Following concessions, the issues for our consideration are:
(1) Whether petitioners are entitled to claim a short-term
capital loss relating to a purported $65,000 loan to Grant
MacCoon for 1988; (2) whether petitioners are entitled to a
$76,087 long-term capital loss for purported investments in “Buck
Sales” for 1988; (3) whether petitioners are entitled to
$147,0001 in bad debt losses claimed for 1989; (4) whether
petitioners overstated their 1988 capital gains by $36,000; and
(5) whether petitioners are liable for the delinquency and
negligence additions for 1988 and an accuracy-related penalty for
1989. Separate findings of fact and opinion are hereafter set
forth with respect to each of the first four issues.
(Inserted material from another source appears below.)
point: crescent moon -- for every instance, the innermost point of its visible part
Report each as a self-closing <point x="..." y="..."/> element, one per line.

Those
portions of the stipulation of facts that pertain to a particular
issue are incorporated by this reference in the findings of fact
for the issue to which they relate.
1
Petitioners claimed $156,879 in deductions on their 1989
Federal income tax return, the entire amount of which was
disallowed by respondent. Respondent has conceded that
petitioners are entitled to deduct $6,500 of expenses. Of the
$156,879 claimed, $147,000 was claimed as bad debt losses.
Petitioners presented no evidence with respect to the $3,379
difference (between $150,379 and $147,000), and thus we treat
this as a concession by petitioners. Theodore v. Commissioner,
38 T.C. 1011, 1041 (1962).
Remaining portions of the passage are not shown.